Final
  for this game

Smith's last-second shot gives Hawks another win

Nov 21, 2009 - 4:10 AM By PAUL NEWBERRY AP Sports Writer

ATLANTA(AP) -- Josh Smith spent most of the fourth quarter cheering on his teammates from the bench.

He was on the court, though, for the biggest play of the game.

After sitting for all but 44 seconds of the final period because of foul trouble, Smith soared through the lane to drop in a missed shot with 0.7 seconds remaining and the Atlanta Hawks won their seventh in a row, beating the Houston Rockets 105-103 Friday night to maintain the NBA's best record.

Marvin Williams scored a season-high 29 points, but it was Smith who came through at the end for the Hawks (11-2).

Carl Landry hit a pair of free throws with 5 seconds left to cap Houston's 11-1 run that tied the game at 103. The Hawks got the ball to Mike Bibby, whose 17-foot jumper bounced off the front of the rim. But Smith flew right down the middle of the lane, grabbed the rebound with both hands and softly it back in while the Rockets screamed for basket interference.

Replays showed the ball had cleared the cylinder before Smith touched it.

"All I wanted to do was crash the boards," Smith said. "In case he missed, I wanted to be there. I wanted him to make the shot, but I was there for the miss."

Smith went to the bench after picking up his fourth foul with 4:03 left in the third quarter. He returned early in the fourth and lasted only 30 seconds before getting his fifth foul. Back to the bench, where he stayed until the final minute - long enough to win the game.

Obviously, he was fresher than everyone else on the court. It showed.

"He hustled," Houston's Luis Scola said. "Everyone knows how high he jumps. It was a great play."

Williams had been one of the few disappointments in Atlanta's brilliant start to the season. He had not scored more than 14 points in a game, but he had 13 in the opening quarter and passed his previous high before halftime. He finished 13 of 19 from the field.

"He was phenomenal," Hawks coach Mike Woodson said. "He was solid from beginning to end. We went to him. He continued to make them."

The Hawks needed Williams to come up big with Smith in foul trouble - he had only nine points in less than 24 minutes - and Joe Johnson held to 19 points on 6-of-18 shooting after two straight 30-point efforts.

Jamal Crawford added 21 points for the Hawks, while Landry led five Houston players in double figures with 18.

The Hawks improved to 7-0 at Philips Arena, their best start at home since 1997, and snapped the Rockets' two-game winning streak on the road.

Houston outworked the Hawks on the boards much of the night - getting 20 offensive rebounds - and had a commanding 29-14 edge in second-chance points. The Rockets led 88-82 with 7 minutes remaining after Aaron Brooks blew right by Johnson for a layup.

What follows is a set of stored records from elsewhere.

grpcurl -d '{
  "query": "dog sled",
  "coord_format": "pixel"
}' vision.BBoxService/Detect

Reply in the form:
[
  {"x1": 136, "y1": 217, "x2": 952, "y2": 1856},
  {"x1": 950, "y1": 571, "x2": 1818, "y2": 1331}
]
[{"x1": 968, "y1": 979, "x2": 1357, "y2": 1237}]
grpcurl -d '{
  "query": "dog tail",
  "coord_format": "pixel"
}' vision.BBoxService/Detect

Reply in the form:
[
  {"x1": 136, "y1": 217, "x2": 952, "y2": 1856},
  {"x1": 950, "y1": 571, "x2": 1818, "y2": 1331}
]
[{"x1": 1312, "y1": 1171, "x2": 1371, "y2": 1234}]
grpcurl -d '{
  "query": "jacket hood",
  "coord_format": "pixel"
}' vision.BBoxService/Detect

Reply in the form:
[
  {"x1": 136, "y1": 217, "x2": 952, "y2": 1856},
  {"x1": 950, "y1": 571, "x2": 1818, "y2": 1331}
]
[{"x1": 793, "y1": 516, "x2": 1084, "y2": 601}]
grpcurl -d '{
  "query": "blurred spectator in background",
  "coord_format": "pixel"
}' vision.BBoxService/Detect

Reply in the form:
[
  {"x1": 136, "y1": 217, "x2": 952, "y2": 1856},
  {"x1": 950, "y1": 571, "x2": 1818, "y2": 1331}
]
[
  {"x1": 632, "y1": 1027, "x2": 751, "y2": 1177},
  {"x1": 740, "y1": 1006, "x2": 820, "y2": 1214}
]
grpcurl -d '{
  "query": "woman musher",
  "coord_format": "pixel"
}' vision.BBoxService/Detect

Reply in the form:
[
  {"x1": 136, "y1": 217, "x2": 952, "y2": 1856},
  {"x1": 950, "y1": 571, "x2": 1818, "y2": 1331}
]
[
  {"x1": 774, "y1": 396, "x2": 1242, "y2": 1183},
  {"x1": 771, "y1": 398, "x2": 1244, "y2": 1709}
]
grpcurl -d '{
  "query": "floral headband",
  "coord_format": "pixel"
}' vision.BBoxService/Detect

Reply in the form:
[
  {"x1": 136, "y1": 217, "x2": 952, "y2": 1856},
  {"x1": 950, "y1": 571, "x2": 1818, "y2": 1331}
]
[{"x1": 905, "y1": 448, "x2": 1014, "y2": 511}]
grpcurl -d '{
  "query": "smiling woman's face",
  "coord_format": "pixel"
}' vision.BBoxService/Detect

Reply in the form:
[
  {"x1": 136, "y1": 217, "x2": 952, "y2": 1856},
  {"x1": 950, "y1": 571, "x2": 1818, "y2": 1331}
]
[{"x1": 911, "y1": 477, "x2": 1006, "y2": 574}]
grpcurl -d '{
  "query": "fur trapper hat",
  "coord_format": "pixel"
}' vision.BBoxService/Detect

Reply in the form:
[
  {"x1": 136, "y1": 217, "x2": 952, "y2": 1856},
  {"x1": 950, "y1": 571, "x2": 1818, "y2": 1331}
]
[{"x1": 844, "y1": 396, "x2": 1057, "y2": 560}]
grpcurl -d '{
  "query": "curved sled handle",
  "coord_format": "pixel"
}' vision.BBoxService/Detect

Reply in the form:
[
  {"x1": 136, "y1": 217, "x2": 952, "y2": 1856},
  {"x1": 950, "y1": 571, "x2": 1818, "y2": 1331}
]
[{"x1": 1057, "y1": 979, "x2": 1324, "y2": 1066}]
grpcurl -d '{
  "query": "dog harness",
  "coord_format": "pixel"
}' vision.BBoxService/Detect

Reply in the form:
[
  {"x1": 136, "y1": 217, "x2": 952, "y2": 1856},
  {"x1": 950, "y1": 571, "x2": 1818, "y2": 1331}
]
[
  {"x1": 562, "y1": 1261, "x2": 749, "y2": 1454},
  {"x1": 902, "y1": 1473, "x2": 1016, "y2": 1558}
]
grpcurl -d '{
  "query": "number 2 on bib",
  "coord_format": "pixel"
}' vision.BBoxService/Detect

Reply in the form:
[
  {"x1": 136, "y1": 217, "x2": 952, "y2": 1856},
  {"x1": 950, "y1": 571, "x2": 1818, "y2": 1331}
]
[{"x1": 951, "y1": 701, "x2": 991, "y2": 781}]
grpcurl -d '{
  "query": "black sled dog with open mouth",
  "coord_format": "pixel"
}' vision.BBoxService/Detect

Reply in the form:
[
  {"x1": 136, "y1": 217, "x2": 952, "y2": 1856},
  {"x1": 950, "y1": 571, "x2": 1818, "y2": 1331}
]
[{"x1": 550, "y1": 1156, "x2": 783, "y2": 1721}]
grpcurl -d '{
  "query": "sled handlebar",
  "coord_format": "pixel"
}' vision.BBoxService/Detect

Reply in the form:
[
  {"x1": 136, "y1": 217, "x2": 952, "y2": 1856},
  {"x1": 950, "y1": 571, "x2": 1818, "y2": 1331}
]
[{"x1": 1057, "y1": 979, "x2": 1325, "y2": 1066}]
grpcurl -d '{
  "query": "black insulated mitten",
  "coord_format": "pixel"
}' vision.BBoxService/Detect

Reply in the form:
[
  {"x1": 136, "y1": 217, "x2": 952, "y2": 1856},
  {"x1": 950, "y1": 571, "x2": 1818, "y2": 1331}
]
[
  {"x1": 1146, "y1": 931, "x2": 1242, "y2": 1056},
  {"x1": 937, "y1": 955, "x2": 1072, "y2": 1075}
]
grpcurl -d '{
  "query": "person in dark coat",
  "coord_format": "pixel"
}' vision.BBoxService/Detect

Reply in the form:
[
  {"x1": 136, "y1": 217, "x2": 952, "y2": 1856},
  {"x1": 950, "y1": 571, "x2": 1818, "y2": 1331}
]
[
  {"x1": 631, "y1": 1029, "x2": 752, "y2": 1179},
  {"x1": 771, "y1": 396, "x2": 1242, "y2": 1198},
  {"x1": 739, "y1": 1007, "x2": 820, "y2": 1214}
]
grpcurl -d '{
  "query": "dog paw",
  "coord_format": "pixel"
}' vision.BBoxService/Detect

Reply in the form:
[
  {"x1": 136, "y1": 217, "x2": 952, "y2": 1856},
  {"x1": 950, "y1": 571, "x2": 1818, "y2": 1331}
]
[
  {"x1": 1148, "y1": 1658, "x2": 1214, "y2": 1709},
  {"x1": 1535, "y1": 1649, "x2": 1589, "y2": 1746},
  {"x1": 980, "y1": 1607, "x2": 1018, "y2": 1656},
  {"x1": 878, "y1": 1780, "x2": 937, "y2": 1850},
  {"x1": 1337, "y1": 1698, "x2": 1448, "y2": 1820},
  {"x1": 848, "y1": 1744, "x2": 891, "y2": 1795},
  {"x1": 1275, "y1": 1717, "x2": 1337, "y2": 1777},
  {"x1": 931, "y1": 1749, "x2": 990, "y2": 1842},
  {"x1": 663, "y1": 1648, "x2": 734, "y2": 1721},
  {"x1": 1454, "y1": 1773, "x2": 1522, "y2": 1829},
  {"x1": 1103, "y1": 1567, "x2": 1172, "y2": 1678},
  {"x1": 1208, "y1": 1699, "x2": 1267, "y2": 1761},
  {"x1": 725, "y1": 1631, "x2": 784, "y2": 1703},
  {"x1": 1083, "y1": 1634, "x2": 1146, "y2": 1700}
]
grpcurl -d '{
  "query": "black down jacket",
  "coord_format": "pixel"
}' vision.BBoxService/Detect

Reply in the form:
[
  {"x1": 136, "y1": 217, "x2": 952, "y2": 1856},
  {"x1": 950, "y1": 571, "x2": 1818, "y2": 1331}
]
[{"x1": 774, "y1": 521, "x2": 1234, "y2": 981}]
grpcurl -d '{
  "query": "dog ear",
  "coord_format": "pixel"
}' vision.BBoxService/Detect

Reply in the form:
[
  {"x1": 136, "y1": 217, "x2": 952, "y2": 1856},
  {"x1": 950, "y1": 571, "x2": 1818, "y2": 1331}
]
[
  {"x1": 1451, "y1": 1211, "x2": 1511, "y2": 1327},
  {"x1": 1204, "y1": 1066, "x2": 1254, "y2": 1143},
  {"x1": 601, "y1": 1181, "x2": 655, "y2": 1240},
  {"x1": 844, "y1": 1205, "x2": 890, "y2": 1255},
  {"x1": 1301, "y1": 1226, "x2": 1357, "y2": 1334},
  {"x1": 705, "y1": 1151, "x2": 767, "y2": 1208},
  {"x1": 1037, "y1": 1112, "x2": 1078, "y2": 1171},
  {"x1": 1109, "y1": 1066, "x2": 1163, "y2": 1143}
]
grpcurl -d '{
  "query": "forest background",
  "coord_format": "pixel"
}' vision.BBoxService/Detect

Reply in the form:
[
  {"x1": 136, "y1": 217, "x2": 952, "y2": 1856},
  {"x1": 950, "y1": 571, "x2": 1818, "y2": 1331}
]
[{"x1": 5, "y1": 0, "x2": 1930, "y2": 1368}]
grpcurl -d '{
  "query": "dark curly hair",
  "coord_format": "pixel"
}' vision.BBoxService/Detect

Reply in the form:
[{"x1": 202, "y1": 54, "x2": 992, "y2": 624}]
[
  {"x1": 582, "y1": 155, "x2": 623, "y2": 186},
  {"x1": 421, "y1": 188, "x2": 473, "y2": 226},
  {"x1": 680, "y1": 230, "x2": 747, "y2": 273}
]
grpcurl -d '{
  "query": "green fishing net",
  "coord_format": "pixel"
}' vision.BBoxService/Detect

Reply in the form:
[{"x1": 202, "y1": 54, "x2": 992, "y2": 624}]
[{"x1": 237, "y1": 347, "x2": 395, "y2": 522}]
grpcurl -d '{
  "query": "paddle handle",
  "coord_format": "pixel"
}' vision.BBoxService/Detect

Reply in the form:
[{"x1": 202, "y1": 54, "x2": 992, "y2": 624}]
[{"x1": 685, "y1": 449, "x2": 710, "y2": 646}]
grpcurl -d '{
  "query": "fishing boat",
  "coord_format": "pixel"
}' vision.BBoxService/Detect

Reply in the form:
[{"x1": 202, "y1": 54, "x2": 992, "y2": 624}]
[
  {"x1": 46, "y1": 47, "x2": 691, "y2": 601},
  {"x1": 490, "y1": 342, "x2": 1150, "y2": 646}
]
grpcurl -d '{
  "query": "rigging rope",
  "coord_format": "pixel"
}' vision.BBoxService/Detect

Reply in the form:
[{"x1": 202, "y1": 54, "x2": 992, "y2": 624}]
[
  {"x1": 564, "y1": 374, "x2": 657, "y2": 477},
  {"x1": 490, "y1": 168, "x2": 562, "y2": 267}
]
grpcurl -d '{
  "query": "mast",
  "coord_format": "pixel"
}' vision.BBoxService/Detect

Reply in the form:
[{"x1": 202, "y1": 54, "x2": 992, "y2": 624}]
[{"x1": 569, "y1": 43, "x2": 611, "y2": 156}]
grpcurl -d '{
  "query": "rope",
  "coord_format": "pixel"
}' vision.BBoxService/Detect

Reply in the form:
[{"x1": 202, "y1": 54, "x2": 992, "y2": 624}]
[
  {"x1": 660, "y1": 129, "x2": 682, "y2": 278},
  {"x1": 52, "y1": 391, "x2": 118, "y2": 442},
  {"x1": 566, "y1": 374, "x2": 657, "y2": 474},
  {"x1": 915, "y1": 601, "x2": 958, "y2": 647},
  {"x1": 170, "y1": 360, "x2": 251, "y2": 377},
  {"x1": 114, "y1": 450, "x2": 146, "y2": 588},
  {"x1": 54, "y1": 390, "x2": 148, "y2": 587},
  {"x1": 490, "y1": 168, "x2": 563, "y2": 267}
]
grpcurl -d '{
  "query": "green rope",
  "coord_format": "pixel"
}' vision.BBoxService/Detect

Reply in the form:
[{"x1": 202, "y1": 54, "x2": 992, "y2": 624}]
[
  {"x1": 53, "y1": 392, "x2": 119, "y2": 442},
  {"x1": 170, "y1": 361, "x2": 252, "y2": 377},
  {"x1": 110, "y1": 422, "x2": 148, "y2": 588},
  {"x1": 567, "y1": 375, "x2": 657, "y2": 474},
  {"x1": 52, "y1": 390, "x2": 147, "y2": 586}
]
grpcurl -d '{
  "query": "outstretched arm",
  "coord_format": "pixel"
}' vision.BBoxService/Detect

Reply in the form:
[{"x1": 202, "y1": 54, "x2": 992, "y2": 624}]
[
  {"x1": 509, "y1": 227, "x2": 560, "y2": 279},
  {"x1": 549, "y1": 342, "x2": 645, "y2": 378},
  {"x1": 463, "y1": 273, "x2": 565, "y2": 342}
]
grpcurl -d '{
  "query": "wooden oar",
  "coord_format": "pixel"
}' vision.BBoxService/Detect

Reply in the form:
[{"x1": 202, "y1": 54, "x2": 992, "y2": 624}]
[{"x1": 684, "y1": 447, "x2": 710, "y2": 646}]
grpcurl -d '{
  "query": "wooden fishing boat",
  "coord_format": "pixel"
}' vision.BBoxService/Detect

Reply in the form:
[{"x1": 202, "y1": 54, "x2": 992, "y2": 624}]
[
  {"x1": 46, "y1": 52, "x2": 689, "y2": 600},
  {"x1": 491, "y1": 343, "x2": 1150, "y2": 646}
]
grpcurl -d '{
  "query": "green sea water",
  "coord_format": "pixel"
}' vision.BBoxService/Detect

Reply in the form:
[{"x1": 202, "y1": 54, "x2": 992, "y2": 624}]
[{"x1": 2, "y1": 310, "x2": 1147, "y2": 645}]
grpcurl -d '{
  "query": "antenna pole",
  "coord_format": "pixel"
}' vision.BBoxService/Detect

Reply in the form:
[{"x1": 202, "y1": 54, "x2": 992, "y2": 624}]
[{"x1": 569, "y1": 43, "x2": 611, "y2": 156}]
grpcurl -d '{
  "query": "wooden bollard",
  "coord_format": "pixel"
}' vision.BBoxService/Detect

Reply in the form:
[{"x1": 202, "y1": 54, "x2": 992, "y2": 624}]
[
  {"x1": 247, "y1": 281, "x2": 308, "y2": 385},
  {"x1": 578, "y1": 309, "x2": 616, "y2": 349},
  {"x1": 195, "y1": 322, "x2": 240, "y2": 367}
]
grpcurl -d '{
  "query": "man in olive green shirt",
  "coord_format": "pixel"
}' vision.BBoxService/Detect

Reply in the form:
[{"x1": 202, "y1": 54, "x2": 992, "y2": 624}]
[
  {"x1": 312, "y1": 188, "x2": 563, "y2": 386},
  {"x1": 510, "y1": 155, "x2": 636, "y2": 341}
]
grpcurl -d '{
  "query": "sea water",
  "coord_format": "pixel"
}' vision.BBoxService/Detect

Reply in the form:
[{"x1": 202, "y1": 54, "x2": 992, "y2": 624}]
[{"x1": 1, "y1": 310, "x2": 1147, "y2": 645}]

"They have a lot of guys who are not very athletic," Smith said. "But they get offensive rebounds. They killed us all night getting offensive rebounds."

Atlanta took over from there, turning up the defensive pressure and ripping off a 13-0 spurt. Brooks finally broke up the run, but Williams had a thunderous jam off a missed shot, a steal set up another dunk by Al Horford and Crawford's falling-down 3-pointer pushed the home team to a 102-92 lead with 2:07 remaining.

"The guys battled back, but we had a bad stretch in the fourth quarter and it cost us," Houston coach Rick Adelman said.

It seemed over, but the pesky Rockets battled back. Kyle Lowry exploded to the hoop, banked it in and was fouled by Williams. The free throw completed the three-point play and pulled Houston to 103-101.

Bibby missed a 3-pointer, Houston called time and got the ball in Brooks' hands. He passed off to Scola, who fumbled it away but watched it go straight to Landry, who drew Horford's sixth foul and calmly made both free throws sandwiched around a Hawks' 20-second timeout.

But Smith made sure Atlanta stayed perfect at home.

"They have the best record in the league," Houston's Trevor Ariza. "If we could have come back and gotten this one, it would have been really big."

NOTES: In the second quarter, Ariza and Johnson scrambled for a loose ball that wound up bouncing out of bounds along the sideline, not far from the Hawks bench. While the officials briefly conferred to make a call, Ariza pleaded, "I swear to God I didn't touch it." The Rockets got the ball. ... Houston shot just 42 percent but took 14 more shots than the Hawks, who made half their attempts. ... Williams also led the Hawks in rebounding with nine. ... Scola had 17 points and 10 rebounds for the Rockets.